Kubbesi için James Carpenter, Grimshaw, ve Aydınlatma Tasarımcısı Arup NewYork dev reflektör tasarımı ile bir entegrasyon yapmışlar. Gün ışığını en alt katmandan en üst katmanlara kadar mükemmel bir şekilde yaymayı başarmışlar. X desenli florasan lambalar metro platformlarına ve yaya koridorlarına metal tavan panellerle dahil edilmiş. 952 delikli alüminyum panelden oluşan, her biri paslanmaz çelik kablo ile örülü reflektörler asılı.
9. Sidney Opera Binası (Sidney – Avustralya)
Sidney Opera binası 20. yüzyılın en önemli eserlerinden birisidir. 1959 yılında Sidney’de bir opera binası yapmak için tasarım yarışması düzenleniyor ve 32 ülkeden 222 kişi katılıyor. Yarışmayı neredeyse hiç tanınmayan, Danimarkalı bir mimar olan Jorn Utzon kazanıyor. Yarışan diğer kişiler gibi o da binanın yapılacağı yeri hiç görmemişti, sadece fotoğraflara bakarak çalışmıştı. Utzon’un tasarımı diğerlerine göre çok daha değişik olmasının yanı sıra, hayata geçirilmesi en zor projeydi. Binanın hem görüntüsü hem de yapım masrafı büyük tartışmalara yol açtı. Bu tartışmalar içerisinde bina ancak 10 yıl sonra 20 Ekim 1973’te, Kraliçe II. Elizabeth tarafından açıldı.
Bina 1.8 hektarlık bir alanı kaplamaktadır. Çatı iskeleti 161 bin ton ağırlığındadır ve 350 km’lik kablolarla desteklenir. Yelkenlerde bir milyondan fazla temizlik gerektirmeyen ve güneşte parlayan anti-bakteriyel, seramik İsveç kiremidi bulunur. Yapı aynı zamanda dünyadaki en büyük tiyatro perdelerine sahiptir. Yün perdelerin her biri yaklaşık 93 metrekare alanı kaplar ve altı kişi tarafından çekilir.
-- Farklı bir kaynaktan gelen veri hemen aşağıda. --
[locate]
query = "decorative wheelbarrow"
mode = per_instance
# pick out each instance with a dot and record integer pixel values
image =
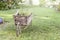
(22, 21)
(1, 20)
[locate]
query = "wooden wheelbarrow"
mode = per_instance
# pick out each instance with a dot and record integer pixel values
(21, 21)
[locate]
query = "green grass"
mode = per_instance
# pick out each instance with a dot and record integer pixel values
(45, 25)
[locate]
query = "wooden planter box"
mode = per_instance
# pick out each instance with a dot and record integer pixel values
(22, 21)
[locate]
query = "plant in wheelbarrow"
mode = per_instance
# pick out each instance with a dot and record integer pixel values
(22, 19)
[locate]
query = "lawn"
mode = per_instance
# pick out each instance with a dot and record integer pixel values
(45, 25)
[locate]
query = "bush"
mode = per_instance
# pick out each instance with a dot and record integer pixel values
(4, 4)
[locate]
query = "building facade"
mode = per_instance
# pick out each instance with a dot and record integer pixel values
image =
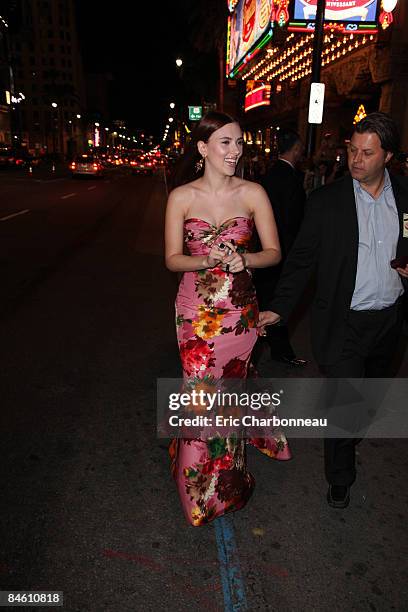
(48, 80)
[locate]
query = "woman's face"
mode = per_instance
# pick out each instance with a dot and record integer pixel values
(223, 149)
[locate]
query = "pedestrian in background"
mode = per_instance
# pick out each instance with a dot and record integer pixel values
(212, 215)
(353, 229)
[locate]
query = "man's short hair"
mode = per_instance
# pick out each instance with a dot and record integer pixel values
(385, 128)
(286, 139)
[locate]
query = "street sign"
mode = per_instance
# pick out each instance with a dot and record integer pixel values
(195, 113)
(316, 102)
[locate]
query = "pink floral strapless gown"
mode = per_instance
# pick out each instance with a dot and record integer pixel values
(216, 317)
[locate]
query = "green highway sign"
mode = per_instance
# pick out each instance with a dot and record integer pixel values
(195, 113)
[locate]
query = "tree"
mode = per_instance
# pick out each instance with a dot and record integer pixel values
(207, 20)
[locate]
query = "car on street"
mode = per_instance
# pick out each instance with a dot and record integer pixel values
(87, 165)
(142, 165)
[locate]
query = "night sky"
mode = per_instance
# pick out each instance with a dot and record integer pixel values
(138, 43)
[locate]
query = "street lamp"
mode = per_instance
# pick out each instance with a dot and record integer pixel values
(55, 127)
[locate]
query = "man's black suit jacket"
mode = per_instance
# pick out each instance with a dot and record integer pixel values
(328, 243)
(284, 187)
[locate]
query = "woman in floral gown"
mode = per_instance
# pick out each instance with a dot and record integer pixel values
(212, 217)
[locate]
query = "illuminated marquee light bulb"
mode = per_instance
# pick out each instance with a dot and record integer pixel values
(389, 5)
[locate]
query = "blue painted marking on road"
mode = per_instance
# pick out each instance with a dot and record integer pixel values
(231, 576)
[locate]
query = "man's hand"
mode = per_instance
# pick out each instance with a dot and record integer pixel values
(267, 318)
(403, 271)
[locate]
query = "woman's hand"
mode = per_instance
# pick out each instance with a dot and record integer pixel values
(232, 262)
(403, 271)
(216, 254)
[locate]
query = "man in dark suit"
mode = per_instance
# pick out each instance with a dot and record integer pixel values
(284, 186)
(352, 229)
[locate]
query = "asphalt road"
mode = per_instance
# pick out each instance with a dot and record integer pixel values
(88, 506)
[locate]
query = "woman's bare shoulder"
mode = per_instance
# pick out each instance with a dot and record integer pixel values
(183, 195)
(249, 187)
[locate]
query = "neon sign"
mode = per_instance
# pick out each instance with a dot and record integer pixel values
(258, 94)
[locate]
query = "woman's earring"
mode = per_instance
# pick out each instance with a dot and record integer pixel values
(199, 164)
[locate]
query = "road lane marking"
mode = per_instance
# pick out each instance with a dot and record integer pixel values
(230, 570)
(22, 212)
(68, 195)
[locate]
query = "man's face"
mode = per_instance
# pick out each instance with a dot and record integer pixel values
(366, 157)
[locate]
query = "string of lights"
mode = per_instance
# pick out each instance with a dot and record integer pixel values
(295, 61)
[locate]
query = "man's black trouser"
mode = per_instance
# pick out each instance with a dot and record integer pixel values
(370, 345)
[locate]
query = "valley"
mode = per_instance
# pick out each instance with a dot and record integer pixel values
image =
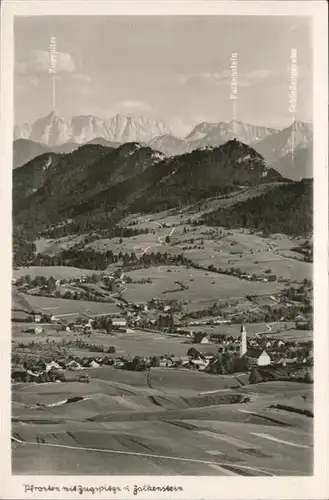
(162, 318)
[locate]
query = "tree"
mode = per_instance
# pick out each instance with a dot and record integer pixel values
(193, 353)
(254, 377)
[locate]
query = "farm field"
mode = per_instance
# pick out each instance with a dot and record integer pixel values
(61, 307)
(126, 431)
(57, 272)
(54, 246)
(137, 343)
(204, 287)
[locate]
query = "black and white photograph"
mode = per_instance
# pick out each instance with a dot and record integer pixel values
(162, 248)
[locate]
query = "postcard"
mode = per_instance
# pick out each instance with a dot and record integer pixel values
(164, 191)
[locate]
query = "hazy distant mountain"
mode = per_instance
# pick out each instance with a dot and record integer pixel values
(25, 150)
(215, 134)
(207, 134)
(54, 130)
(297, 135)
(103, 142)
(298, 166)
(169, 145)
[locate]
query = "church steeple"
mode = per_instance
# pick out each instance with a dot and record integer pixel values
(243, 341)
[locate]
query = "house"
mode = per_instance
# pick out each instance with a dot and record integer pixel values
(260, 357)
(52, 366)
(73, 365)
(120, 322)
(166, 363)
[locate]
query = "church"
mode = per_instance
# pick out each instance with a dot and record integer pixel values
(257, 356)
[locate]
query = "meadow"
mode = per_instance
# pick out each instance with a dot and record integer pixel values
(67, 307)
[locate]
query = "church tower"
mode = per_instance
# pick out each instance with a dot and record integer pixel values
(243, 341)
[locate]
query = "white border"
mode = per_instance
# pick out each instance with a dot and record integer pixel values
(315, 487)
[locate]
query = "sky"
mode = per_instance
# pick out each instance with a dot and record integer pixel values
(173, 68)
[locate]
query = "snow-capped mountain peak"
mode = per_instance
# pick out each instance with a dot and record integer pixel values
(54, 130)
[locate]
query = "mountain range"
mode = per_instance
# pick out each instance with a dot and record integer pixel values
(94, 179)
(56, 134)
(54, 130)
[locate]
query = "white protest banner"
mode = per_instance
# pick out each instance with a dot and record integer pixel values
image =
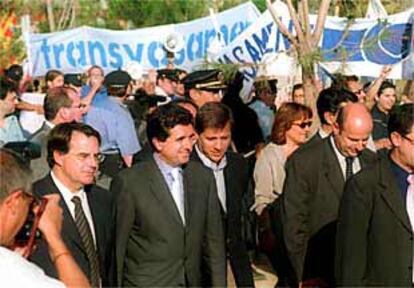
(367, 46)
(76, 49)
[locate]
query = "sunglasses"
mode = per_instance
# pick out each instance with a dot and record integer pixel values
(304, 125)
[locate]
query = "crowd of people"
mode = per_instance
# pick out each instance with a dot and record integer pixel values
(170, 179)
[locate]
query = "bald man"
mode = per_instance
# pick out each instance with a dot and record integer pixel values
(315, 178)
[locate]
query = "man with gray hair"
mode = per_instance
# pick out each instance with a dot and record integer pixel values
(15, 201)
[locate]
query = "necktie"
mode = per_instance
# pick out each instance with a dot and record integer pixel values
(410, 206)
(177, 192)
(87, 240)
(348, 171)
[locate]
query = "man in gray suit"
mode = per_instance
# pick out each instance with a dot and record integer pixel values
(61, 105)
(168, 217)
(375, 229)
(315, 177)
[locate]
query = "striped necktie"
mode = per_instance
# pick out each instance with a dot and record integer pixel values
(410, 206)
(87, 240)
(348, 170)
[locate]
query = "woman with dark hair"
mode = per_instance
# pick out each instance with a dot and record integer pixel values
(291, 129)
(384, 102)
(54, 78)
(10, 130)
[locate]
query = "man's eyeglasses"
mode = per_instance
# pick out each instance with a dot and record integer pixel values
(304, 125)
(408, 139)
(84, 156)
(80, 106)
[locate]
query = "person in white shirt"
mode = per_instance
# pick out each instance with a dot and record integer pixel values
(15, 202)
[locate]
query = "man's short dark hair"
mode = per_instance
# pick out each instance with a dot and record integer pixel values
(213, 115)
(297, 87)
(330, 100)
(55, 99)
(6, 87)
(385, 85)
(15, 173)
(165, 118)
(60, 136)
(52, 75)
(401, 119)
(117, 91)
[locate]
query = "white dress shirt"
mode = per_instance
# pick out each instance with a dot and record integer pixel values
(218, 170)
(67, 197)
(356, 165)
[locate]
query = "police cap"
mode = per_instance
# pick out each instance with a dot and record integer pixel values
(171, 74)
(14, 73)
(117, 78)
(73, 79)
(204, 80)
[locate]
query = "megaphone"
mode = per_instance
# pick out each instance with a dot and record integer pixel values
(174, 42)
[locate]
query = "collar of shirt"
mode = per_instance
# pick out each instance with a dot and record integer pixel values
(67, 195)
(49, 124)
(210, 164)
(322, 133)
(356, 165)
(401, 176)
(118, 101)
(218, 171)
(166, 170)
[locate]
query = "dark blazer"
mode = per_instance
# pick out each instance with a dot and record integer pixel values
(153, 247)
(310, 202)
(102, 209)
(39, 166)
(238, 186)
(375, 238)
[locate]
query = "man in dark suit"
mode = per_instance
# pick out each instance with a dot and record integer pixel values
(328, 103)
(315, 177)
(168, 218)
(61, 105)
(375, 228)
(88, 211)
(213, 125)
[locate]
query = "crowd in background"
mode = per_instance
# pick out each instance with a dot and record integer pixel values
(167, 178)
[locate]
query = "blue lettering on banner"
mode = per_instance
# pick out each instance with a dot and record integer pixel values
(225, 33)
(69, 54)
(179, 58)
(137, 56)
(97, 46)
(151, 54)
(45, 49)
(377, 44)
(57, 49)
(82, 56)
(262, 41)
(333, 45)
(209, 35)
(114, 54)
(80, 53)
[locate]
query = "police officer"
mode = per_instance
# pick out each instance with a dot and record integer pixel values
(115, 124)
(204, 86)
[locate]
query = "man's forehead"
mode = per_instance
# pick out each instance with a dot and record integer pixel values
(181, 130)
(78, 139)
(216, 131)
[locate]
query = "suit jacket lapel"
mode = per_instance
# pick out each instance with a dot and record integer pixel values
(332, 169)
(69, 229)
(229, 171)
(97, 214)
(389, 191)
(161, 191)
(188, 186)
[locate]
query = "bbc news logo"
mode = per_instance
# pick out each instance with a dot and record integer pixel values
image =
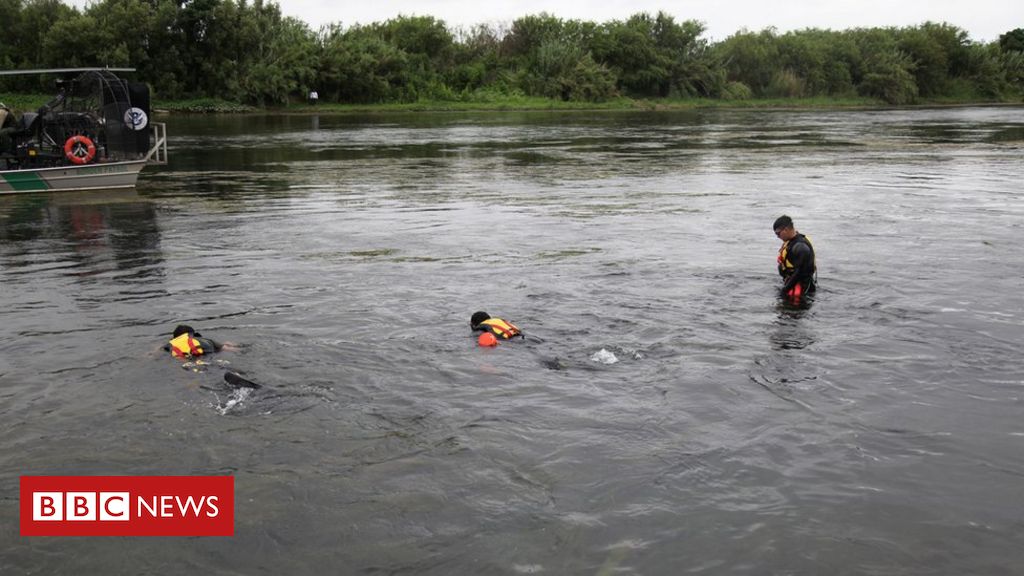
(127, 505)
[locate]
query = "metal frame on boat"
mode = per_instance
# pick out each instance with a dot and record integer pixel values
(94, 134)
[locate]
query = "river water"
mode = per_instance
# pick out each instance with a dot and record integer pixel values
(671, 416)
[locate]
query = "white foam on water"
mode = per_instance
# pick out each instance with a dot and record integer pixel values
(237, 397)
(604, 357)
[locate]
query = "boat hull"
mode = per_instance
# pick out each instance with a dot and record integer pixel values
(90, 176)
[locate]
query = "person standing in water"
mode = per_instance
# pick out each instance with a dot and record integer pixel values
(796, 260)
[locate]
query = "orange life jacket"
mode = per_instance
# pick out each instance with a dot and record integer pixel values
(185, 346)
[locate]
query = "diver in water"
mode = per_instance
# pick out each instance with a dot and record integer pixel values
(796, 260)
(188, 344)
(494, 329)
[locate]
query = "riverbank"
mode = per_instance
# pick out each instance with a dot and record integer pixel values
(214, 106)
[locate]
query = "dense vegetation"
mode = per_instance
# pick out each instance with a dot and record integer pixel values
(249, 53)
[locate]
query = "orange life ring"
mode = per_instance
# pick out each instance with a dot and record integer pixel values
(80, 150)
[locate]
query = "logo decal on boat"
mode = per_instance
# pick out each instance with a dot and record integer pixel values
(136, 118)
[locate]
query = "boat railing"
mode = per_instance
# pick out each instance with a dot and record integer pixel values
(158, 154)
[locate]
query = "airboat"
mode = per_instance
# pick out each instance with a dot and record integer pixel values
(94, 134)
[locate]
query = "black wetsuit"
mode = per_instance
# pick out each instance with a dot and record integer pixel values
(801, 254)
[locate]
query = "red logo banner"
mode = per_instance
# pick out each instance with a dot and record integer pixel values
(127, 505)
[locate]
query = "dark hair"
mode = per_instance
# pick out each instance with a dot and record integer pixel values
(782, 221)
(477, 318)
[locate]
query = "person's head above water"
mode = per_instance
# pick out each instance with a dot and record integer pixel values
(783, 228)
(477, 318)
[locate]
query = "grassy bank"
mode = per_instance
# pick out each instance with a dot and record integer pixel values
(213, 106)
(539, 104)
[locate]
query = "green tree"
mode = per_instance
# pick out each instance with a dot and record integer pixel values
(752, 58)
(1013, 41)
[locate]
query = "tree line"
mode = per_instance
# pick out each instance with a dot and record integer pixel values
(248, 52)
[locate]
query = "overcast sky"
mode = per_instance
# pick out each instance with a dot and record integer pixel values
(984, 19)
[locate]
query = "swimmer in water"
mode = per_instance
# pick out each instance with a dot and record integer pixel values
(188, 344)
(501, 329)
(796, 260)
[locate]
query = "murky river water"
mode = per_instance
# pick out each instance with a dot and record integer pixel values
(879, 432)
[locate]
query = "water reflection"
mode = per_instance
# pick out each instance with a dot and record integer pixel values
(790, 331)
(99, 228)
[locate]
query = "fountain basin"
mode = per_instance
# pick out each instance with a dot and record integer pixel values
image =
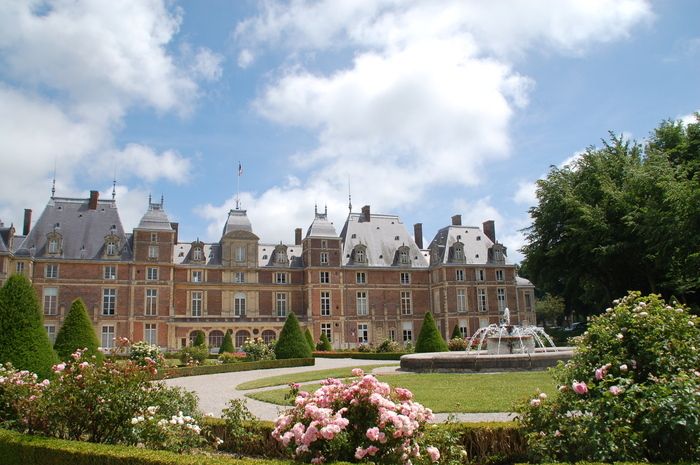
(464, 362)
Bina içerisinde 5 farklı gösteri salonu, sinema ve restorant bulunur.
Danimarkalı mimar Joern Utzon bu eseriyle 2003 Pritzker Mimarlık Ödülünü kazanmıştır. Sidney Opera Binası da “Unesco Dünya Kültür Mirasına” eklenmiştir.
10. Haydar Aliyev Kültür Merkezi
Şehrin Sovyet dönemi tarzındaki köşeli mimarisinden uzak, fazlasıyla kıvrımlı bir tasarıma sahip olan kültür merkezi, müze, konferans salonu ve sergi alanını barındıran bir kompleks bütünüdür. Dünyanın en ünlü kadın mimarı olan Zaha Hadid tarafından yapılmıştır. Yapı, Azerbaycan mitolojisindeki Hazar Denizi’nin yükselişini yansıtmaktadır. İnşası sırasında evlerinden tahliye edilenlerden ötürü insan hakları savunucularının eleştirilerine maruz kalmıştır. Bosna ve Sırbistan’dan işçilerin zorla çalıştırıldıklarına dair şikayetlerde bulunmaktadır. Yapı maliyetiyle de eleştiri oklarına maruz kalmıştır. Maliyeti yaklaşık 250 milyon dolardır.